In futuro la realizzazione dell’espressione figurativa pura nella realtà afferrabile del nostro ambiente sostituirà l’opera d’arte…Allora non avremo più bisogno di quadri e di statue, perché vivremo in un’arte realizzata.

Supponiamo che questo mondo visionario per non dire utopico immaginato da P.Mondrian nel lontano 1947 ci sia d’un tratto apparso familiare. Mettiamo che non un artista maledettamente dotato e ricco di una sufficiente spregiudicatezza, ma un industria questa volta ad averci provato; e non un’industria qualsiasi, ma quella che noi identifichiamo come tecnica, anzi peggio, l’essenza stessa della tecnologia. Lì dove ogni scelta sembra dettata da leggi di natura fisica e ingegneristica prima che estetiche per una volta ci è sembrato capovolgersi. Qualcuno avrebbe detto: la forma si è riconciliata con la funzione, invenzioni che hanno ridato slancio a bisogni immateriali propri della nostra epoca, quali la comunicazione e più in generale l’informazione estesa al sociale, si sono legati indissolubilmente con oggetti “materiali” essenzialmente “belli” che hanno invaso piacevolmente la nostra vita quotidiana. Steve Jobs in un intervista dice che nella sua azienda lavorano insieme artisti, filosofi e altre figure provenienti da un vastità di discipline che solo un caso vuole che siano anche degli eccellenti programmatori. Questo stesso concetto lo ribadì nel suo famoso discorso di Stanford, un vero e proprio manifesto didascalico verso le nuove generazione, dove accenna a un episodio che a suo dire gli cambiò la vita.

“Il Reed College all’epoca offriva probabilmente la migliore formazione del Paese in calligrafia.

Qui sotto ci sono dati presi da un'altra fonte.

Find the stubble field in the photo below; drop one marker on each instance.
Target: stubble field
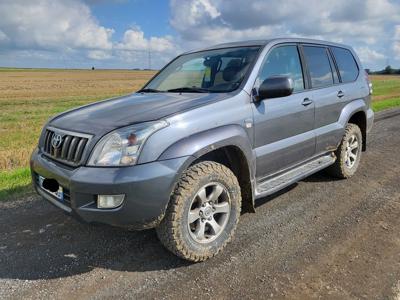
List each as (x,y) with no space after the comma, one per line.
(29,97)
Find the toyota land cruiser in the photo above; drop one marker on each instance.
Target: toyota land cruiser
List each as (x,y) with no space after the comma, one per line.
(212,132)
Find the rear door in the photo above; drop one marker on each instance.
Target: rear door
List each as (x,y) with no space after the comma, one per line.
(283,126)
(326,93)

In tutto il campus ogni poster, ogni etichetta, ogni cartello era scritto a mano con grafie bellissime. Dato che avevo mollato i corsi ufficiali, decisi che avrei seguito il corso di calligrafia per imparare a scrivere così. Fu lì che imparai i caratteri serif e sans serif, la differenza tra gli spazi che dividono le differenti combinazioni di lettere, quello che rende eccezionale un’eccezionale stampa tipografica. Era bello, storico, artistico e raffinato in un modo che la scienza non è in grado di offrire e io ne ero completamente affascinato.
Nessuna di queste cose però aveva alcuna speranza di trovare un’applicazione pratica nella mia vita. Ma dieci anni dopo, quando ci trovammo a progettare il primo Macintosh, tutto quello che avevo imparato mi tornò utile. E lo utilizzammo tutto per il Mac. E’ stato il primo computer dotato di una bellissima tipografia. Se non avessi mai lasciato il college e non avessi mai partecipato a quel singolo corso, il Mac non avrebbe probabilmente mai avuto caratteri tipografici differenti o font spaziati in maniera proporzionale. E dato che Windows ha copiato Mac, è probabile che non ci sarebbe stato nessun personal computer con quelle capacità.”